The first set of assessments looks at 159 companies. A further eight companies that were added to the CA100 focus list last November will be included in the next assessment cycle. The benchmark does not specifically score or rank companies and it does not use overall numeric or alphabetic ratings.
‘The [CA100 benchmark] moves us from ‘why’ to ‘how’ companies make the net-zero transition,’ says Anne Simpson, managing investment director for board governance and sustainability at CalPERS and a CA100 steering committee member. ‘It sets out the indicators that matter to investors, including [capital expenditure], board governance and climate reporting. We cannot manage what we cannot measure. The benchmark gives us the tool needed for engagement and to inform our proxy voting.’
In releasing the benchmark this week, CA100 says no company it evaluated performed at a high-level across all nine key indicators and metrics used. The assessments also find that no company has fully disclosed how it will achieve its goals to reach net-zero emissions by 2050, including setting targets to achieve ambitious emissions reductions within the next decade.
CA100’s findings across the companies evaluated include:
- The alignment of value chain GHG (Scope 3) emissions often remain a ‘blind spot’. Fifty-two percent of companies covered have announced an ambition to achieve net-zero emissions by 2050 or sooner but roughly half of these commitments do not cover the full scope of the companies’ most material emissionsÂ
- ‘Long-term ambitions need to be backed by clearer strategies and robust short and medium-term targets.’ Although 107 companies have set medium-term targets for the period 2026 to 2035, only 21 meet all assessment criteria. Seventy-five companies have set short-term targets for the period to 2025, but only eight meet all assessment criteria
- ‘Future investments need to be more clearly aligned with the net-zero transition.’ Only six companies commit to aligning their future capital expenditures with their long-term emissions reduction target(s), and none of these has committed to aligning future capital expenditure with the goal of limiting temperature rise to 1.5°C
- ‘Corporate boards and executive management teams need to improve climate change governance.’ Eight-seven percent of companies assessed have board-level oversight of climate change but only a third of companies tie executive compensation to the company’s emissions reduction targets Â
- ‘Ambitious [1.5°C] pathways are often missing from climate-scenario planning.’ Almost three quarters of companies assessed commit to align their disclosures with the TCFD recommendations and/or support the recommendations.
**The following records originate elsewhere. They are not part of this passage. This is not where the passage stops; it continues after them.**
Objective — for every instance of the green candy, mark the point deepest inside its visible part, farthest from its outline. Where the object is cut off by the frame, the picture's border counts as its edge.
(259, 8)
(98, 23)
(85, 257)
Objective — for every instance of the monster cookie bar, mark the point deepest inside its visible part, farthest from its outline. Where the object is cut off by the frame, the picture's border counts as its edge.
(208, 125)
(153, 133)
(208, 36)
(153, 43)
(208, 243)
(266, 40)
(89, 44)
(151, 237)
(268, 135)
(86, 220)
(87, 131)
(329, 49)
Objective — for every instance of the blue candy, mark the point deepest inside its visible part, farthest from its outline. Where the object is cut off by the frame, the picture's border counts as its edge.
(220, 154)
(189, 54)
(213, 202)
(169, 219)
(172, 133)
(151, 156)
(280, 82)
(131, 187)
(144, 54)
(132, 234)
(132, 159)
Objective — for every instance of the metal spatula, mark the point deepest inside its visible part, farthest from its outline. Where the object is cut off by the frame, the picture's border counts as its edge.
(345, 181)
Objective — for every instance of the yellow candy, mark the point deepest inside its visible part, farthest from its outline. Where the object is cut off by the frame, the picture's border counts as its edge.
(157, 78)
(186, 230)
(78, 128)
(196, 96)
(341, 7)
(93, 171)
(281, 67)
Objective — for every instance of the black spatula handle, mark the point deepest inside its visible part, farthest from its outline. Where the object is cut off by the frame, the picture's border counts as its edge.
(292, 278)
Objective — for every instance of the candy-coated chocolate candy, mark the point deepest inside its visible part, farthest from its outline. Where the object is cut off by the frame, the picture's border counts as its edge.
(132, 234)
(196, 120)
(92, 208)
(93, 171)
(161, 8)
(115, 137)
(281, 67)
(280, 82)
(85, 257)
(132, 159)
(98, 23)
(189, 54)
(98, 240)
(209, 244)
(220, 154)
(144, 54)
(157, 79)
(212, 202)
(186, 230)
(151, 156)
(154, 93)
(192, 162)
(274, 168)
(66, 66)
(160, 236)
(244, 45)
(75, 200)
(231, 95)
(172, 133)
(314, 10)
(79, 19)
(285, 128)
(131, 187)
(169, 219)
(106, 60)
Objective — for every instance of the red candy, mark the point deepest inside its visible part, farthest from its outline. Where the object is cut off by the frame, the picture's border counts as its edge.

But just 10 percent use climate-scenario planning that includes the 1.5°C scenario and encompasses the entire company, according to CA100.
‘The [CA100 benchmark] shows there is an urgent need for greater corporate action and higher ambition in accelerating the net-zero economy and ensuring a safe and viable future,’ Mindy Lubber, Ceres CEO and president and a CA100 steering committee member, says in a release on the benchmark. ‘Investors, companies and all stakeholders now have a clear marker of progress that can drive transformational change at the necessary speed and scale.’
The benchmark has been developed in co-operation with climate research and data organizations such as Transition Pathway Initiative, Carbon Tracker Initiative, 2° Investing Initiative and InfluenceMap, and with investor signatories and experts from the Asia Investor Group on Climate Change, Ceres, the Institutional Investors Group on Climate Change, the Investor Group on Climate Change and the UN’s Principles for Responsible Investment.